The Jewish community of Hamburg is to begin rebuilding what was once one of Germany’s most prominent synagogues more than 80 years after it was destroyed following Kristallnacht – the Night of Broken Glass.
Dedicated in 1906, Hamburg’s Bornplatz Synagogue was the city’s main synagogue, and the first in the city to openly face a public street. Its visibility and impressive stature – it accommodated 1,200 worshippers and its dome rose 40 metres into the sky – meant it came to symbolise the legal equality of Hamburg’s Jewish community with its members' non-Jewish contemporaries.
On November 9 1938 it was desecrated during Kristallnacht, the series of pogroms that saw Nazis destroy synagogues and Jewish-owned stores across Germany.
Unlike many other sites targeted by the Nazi forces, Bornplatz was not burned down. Instead, In the spring of 1939, the Jewish community was forced to sell the building to the city of Hamburg for far below its market value and to pay for its subsequent demolition.
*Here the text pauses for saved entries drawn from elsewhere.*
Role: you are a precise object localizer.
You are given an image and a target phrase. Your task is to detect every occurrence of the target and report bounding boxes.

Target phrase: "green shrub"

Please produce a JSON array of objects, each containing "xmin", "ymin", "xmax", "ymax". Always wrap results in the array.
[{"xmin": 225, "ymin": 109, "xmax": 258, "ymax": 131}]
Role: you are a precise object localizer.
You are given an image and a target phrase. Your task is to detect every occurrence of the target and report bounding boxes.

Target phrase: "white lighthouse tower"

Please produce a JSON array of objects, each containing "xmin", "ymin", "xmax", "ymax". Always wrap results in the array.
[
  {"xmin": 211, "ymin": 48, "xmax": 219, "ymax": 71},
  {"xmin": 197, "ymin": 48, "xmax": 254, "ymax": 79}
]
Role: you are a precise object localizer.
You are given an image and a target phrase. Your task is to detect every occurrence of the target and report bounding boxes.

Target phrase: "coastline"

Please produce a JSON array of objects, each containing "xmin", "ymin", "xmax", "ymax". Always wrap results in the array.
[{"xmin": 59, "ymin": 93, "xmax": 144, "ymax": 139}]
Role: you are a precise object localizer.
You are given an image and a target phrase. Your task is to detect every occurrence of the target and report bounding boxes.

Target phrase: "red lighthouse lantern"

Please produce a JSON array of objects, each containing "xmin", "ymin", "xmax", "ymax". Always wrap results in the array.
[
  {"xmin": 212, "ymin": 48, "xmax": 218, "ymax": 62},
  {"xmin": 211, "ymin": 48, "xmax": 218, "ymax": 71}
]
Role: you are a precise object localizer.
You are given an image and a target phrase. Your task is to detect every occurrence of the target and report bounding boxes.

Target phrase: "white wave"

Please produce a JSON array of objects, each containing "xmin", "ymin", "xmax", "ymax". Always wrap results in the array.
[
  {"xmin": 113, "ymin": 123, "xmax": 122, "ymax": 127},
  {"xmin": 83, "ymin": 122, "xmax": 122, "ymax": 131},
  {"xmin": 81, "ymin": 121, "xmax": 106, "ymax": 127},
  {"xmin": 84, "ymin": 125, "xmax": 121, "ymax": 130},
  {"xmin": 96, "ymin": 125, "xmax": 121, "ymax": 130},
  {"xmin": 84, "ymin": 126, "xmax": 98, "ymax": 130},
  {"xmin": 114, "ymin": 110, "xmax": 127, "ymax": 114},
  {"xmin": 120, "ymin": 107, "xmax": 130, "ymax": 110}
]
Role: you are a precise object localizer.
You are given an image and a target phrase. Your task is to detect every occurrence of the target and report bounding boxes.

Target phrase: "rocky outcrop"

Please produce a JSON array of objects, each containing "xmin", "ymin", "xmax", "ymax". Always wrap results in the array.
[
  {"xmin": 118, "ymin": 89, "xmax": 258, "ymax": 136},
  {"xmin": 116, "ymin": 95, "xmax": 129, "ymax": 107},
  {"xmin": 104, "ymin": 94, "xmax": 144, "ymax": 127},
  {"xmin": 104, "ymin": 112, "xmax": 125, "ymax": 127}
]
Now, 84 years on, Hamburg officials have cut up a copy of the Nazi-era Aryanisation document that ordered the demolition in a ceremony to officially mark the restitution of the site, and the local community is preparing to rebuild the synagogue.
“We apologise for coming to the decision so late to give them back their property,” Dirk Kienscherf, a local official from the centre-left Social Democratic Party, said to representatives of the Jewish community at the ceremony.
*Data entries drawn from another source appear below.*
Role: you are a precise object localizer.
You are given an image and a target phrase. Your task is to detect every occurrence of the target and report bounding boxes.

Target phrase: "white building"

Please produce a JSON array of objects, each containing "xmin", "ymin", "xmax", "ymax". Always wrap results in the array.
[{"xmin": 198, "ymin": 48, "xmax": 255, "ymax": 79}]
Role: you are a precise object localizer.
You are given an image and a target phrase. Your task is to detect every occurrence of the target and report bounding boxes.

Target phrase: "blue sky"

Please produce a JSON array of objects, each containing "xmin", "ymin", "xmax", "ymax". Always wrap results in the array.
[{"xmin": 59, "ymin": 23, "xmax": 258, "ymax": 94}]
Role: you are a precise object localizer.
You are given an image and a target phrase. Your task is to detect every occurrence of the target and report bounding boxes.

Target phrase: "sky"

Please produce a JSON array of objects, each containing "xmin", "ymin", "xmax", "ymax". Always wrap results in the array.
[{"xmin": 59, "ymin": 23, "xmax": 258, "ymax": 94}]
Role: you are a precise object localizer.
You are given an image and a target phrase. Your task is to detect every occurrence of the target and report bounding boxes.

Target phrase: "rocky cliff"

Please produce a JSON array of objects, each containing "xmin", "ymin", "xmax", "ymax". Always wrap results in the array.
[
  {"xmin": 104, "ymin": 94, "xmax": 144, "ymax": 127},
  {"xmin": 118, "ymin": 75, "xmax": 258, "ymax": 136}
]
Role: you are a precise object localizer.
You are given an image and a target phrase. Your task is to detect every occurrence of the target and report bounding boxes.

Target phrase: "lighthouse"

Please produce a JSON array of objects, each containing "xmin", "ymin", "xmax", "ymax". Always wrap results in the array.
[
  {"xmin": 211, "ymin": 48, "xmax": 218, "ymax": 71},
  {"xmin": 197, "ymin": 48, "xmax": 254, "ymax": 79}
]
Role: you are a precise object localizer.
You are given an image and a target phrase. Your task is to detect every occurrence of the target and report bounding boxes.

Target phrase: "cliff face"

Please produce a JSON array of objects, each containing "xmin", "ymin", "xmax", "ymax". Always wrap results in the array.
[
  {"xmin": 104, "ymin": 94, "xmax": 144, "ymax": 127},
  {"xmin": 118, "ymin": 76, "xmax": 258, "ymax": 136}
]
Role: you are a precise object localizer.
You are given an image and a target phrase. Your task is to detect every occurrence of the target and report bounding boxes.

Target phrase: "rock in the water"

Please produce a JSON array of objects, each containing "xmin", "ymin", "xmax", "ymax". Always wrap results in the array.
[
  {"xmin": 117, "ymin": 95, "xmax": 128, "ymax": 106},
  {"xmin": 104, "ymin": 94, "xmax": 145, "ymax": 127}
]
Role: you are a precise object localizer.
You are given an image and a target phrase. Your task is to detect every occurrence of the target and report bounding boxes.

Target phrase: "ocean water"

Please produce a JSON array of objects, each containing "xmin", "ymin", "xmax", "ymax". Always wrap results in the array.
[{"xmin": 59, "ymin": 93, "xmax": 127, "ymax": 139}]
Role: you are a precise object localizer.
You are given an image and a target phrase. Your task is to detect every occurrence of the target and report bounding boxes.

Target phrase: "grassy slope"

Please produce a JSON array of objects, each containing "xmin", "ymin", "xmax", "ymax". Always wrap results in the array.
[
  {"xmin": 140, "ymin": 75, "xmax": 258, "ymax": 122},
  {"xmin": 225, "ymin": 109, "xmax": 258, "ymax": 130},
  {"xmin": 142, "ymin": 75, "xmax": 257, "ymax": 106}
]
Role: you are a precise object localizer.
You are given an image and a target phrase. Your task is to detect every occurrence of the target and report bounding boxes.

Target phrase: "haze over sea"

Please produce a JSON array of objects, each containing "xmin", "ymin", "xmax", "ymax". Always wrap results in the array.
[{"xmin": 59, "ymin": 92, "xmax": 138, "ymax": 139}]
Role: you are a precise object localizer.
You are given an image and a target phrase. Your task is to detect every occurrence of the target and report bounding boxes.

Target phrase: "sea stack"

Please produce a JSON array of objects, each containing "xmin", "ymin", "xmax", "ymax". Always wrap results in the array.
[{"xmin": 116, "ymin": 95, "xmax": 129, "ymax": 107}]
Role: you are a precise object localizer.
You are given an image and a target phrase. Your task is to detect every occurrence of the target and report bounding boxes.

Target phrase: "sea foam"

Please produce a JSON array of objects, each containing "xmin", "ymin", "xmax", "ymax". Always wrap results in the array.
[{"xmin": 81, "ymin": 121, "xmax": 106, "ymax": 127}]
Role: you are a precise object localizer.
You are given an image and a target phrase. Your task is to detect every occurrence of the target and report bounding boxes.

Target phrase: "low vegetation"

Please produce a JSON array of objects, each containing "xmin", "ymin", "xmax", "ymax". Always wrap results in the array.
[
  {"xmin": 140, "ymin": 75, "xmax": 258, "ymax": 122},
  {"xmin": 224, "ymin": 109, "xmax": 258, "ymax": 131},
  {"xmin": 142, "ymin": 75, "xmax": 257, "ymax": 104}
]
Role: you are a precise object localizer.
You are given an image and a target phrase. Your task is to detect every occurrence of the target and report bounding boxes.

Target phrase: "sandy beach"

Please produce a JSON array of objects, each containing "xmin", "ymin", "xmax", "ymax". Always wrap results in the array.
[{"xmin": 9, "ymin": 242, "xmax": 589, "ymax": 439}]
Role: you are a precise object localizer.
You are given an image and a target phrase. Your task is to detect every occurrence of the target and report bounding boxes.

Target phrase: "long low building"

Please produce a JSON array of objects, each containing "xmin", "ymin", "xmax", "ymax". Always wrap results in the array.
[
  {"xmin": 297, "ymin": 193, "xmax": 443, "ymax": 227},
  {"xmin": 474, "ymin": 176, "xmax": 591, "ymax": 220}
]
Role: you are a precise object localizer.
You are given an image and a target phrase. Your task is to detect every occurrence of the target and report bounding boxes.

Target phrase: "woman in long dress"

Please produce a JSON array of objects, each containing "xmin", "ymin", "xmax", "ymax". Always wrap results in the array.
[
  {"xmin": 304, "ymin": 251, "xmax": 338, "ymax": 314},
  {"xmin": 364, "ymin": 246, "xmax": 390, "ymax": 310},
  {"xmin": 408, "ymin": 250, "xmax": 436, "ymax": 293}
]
Daniel Scheffer, an Israeli-born Hamburg-based entrepreneur, spearheaded the rebuilding campaign, which began in 2020.
He previously told the JC of how he had been “overwhelmed” to discover a silver Torah crown engraved with a dedication to Markus Hirsch, the first rabbi of the Bornplatz, in the shop of a local antique dealer.
But, he said, “I also felt embarrassed and ashamed and angry, because I was being asked to buy back what was stolen from my ancestors. That feeling lasted for days.”
After purchasing the crown Sheffer brought it with him to dozens of meetings with public officials and other potential supporters of his campaign, “No to antisemitism. Yes to the Bornplatz Synagogue.”
While some have expressed concern that the rebuilding could make it possible for the atrocities of the Holocaust to slip out of public consciousness – currently a mosaic at the site commemorates the synagogue’s destruction – Sheffer has hailed the restitution of the site as a major turning point.
“This moment today is a turning point for our Jewish history in Hamburg,” a local radio station quoted him as saying.
“It is the victory of justice and Jewish life in Hamburg over the barbarism of the Nazis.”
The site is currently being excavated. When this process has been completed an architectural competition to determine the designer of the new synagogue will be held. A bunker standing next to the synagogue will be demolished.